Le rock avait été marqué au fer rouge durant les années 1970 par la question de la guerre du Vietnam. Cette dernière constitua en quelque sorte son déniaisement politique. Le reggae en pleine expansion planétaire y puisa également une source d’inspiration, et pour mémoire Bob Dylan désigna le morceau « Vietnam » de Jimmy Cliff comme l’une des plus belle « protest song » qu’il n’ait jamais entendue.
Mais pendant les années 1980, c’est la lutte contre l’apartheid qui occupe cette place, centrée sur sa figure iconique, Nelson Mandela - bien que Peter Gabriel éclaire en 1986 également le martyre de Steve Biko. D’ailleurs, la principale différence dans le traitement du prisonnier de Robben Island par rapport aux autres « héros » du tiers-monde, Che Guevara ou Marcus Garvay, voire Lumumba, tient évidemment au fait que le leader de l’ANC était bel et bien vivant. On ne célébrait pas son sacrifice, on réclamait sa libération, signe de sa victoire.
Car nous changions d’époque. Terminée la révolution, désormais les temps sont aux « valeurs », qui l’emportent sur les considérations idéologiques dont le punk venait de jouer les dernières notes (quelques tenants du rock alternatif en France s’attaqueront néanmoins au sujet, notamment les Nuclear Device avec leur chanson « Prétoria »). Dorénavant, il s’impose de combattre le « mal », le racisme dans son expression la plus explicite. Si bien sûr la dimension anticoloniale demeure dans la tête des artistes africains (comme Youssou N’dour et son album « Mandela » en 1986) ou même Jamaïcains ( à l’instar de Yamy Bollo toujours en 1986), en Europe et en Occident, se joue désormais la grande bataille des droits de l’homme qui rassemblent les foules dans des stades pleins à craqués, avec en parfait illustration le « Mandela Day » de la formation New wave Simple Minds.
Aux USA, le collectif Artists United Against Apartheid, fondé par Steven van Zandt, un ex du E Street Band, rameute de son côté pour le titre « Sun city », dans un bel élan intercommunautaire, les meilleurs représentants du rock patrimonial, du hip-hop naissant, du funk finissant, voire du jazz légendaire, autrement dit sans ordre de préférence Bruce Springsteen, Miles Davis , Herbie Hancock, Ringo Starr, Lou Reed, Run DMC, Peter Gabriel, Afrika Bambaataa, Kurtis Blow, U2, George Clinton, Keith Richards, ou Joey Ramone.

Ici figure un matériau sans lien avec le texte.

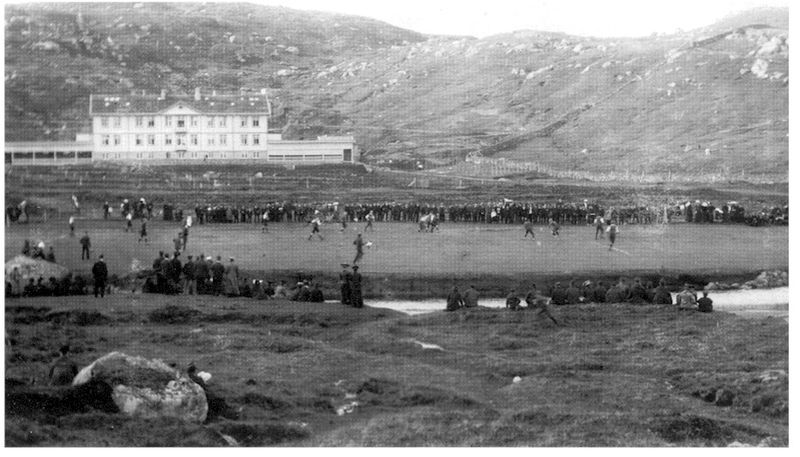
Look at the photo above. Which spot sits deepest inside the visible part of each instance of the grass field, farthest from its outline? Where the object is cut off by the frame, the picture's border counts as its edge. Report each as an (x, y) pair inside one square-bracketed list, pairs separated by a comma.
[(458, 250), (612, 375)]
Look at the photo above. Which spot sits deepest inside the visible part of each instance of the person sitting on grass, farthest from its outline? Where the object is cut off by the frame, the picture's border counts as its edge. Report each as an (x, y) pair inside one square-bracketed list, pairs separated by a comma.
[(687, 298), (662, 295), (705, 304)]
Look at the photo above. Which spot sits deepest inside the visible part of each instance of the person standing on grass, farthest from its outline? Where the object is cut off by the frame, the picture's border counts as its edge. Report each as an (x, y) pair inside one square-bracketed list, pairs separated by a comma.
[(143, 231), (315, 223), (359, 243), (599, 224), (454, 300), (470, 297), (100, 274), (86, 243), (705, 304), (370, 218), (554, 227), (612, 234), (355, 289)]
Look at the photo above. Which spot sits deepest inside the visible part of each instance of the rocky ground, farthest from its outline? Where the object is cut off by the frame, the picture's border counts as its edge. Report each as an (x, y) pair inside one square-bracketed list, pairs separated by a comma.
[(294, 374)]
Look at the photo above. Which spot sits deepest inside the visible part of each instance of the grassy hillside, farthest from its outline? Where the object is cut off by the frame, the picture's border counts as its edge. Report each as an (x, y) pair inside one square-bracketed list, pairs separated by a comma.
[(701, 105)]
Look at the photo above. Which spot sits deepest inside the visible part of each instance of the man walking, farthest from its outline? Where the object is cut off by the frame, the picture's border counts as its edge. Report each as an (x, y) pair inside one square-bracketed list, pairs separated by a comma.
[(359, 243), (85, 245), (100, 274)]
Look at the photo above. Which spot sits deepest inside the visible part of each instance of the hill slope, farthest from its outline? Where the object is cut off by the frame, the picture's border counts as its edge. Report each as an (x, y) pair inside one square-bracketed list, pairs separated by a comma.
[(711, 102)]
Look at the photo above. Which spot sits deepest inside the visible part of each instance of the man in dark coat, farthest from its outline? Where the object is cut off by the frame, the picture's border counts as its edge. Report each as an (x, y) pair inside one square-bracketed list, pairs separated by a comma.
[(355, 289), (100, 273), (217, 275), (85, 245), (345, 278)]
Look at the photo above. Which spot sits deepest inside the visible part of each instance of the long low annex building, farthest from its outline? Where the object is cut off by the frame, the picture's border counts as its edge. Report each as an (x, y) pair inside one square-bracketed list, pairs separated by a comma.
[(162, 129)]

Mais étrangement, si un titre va marquer les esprits et populariser le cas de Nelson Mandela, ce sera le « Free Nelson Mandela » des Special Aka, qui succédait aux Specials, princes du revival ska emmené par le génial Jerry Dammers (qui avait déjà décrit avec acuité dans « Ghost Town » les ravages du thatchérisme). Nous étions en 1984 et beaucoup continuaient de présenter le plus célèbre prisonnier d’Afrique du Sud comme un agent du communisme international, bref un comédien de la guerre froide. Reste à savoir comment aujourd’hui les musiciens s’avéreront capables de lui rendre hommage et de témoigner du personnage historique.